Routes with declining service quality. A route that boosted SPRD by skipping signature requirements, taking proof-of-delivery photos poorly, or accelerating through stops will eventually create charge-backs, customer complaints, and contract reviews. The SPRD looks great until the bill arrives.
Routes with hidden coverage gaps. A route averaging 130 stops/day might be doing it by running 10-hour days. The SPRD looks great, but the driver is burning out and a safety incident is months away.
The fix for these is not a different metric. It is a more careful read of SPRD alongside the route’s actual operating conditions. SPRD is a starting point for asking the right operational questions. Used correctly, it illuminates. Used in isolation, it can mislead.
The relationship to time and space
For anyone who has read the Time and Space article, this should be familiar territory.
SPRD is what time-and-space utilization looks like in metric form. A route that uses its eight hours of available driver time fully, and fills its truck’s cubic feet, will produce a high SPRD. A route that wastes time or doesn’t fill space will produce a lower SPRD.
That is precisely why SPRD works as a one-glance summary. It is the compressed visible output of the two underlying constraints.
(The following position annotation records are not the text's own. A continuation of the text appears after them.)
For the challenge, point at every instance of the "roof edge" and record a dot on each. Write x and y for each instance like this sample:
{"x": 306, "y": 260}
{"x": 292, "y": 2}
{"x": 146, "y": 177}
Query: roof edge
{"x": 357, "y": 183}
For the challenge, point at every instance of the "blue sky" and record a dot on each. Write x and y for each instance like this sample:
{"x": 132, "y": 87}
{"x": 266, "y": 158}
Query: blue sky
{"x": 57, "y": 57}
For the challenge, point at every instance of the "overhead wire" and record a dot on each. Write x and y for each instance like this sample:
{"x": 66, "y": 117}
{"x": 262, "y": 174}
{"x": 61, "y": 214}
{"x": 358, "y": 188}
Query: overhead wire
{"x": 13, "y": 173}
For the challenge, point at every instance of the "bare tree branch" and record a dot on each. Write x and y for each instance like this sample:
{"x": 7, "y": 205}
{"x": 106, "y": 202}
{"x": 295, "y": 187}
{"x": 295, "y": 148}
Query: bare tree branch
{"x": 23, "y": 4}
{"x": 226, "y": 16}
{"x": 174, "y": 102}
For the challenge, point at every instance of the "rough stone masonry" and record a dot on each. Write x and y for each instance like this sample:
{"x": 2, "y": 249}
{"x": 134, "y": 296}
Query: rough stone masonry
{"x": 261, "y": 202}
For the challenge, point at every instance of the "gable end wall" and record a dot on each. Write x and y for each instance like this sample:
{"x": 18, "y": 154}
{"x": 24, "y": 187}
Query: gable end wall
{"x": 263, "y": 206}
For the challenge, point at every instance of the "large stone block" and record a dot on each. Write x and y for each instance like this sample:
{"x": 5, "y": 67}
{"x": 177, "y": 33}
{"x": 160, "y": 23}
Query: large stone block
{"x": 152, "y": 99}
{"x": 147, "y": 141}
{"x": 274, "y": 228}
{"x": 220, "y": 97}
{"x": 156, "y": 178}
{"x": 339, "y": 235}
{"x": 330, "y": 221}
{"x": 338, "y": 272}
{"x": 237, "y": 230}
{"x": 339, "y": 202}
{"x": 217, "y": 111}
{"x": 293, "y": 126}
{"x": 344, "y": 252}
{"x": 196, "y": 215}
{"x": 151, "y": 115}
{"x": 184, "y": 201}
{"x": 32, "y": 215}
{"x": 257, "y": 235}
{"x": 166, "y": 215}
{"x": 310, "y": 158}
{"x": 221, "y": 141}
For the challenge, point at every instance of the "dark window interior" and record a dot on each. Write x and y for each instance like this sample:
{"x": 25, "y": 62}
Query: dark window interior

Watch the metric, walk the chain when it shifts, and you are managing the constraints directly through their visible readout.
The single sentence to take with you
If you remember one sentence from this article, make it this one:
Stops per route per day is the cleanest single-glance summary of operational health in the business. Watch it every week. When it moves, walk the chain.
The dashboard exists for a reason. SPRD is the dashboard. The work is in the looking and the asking.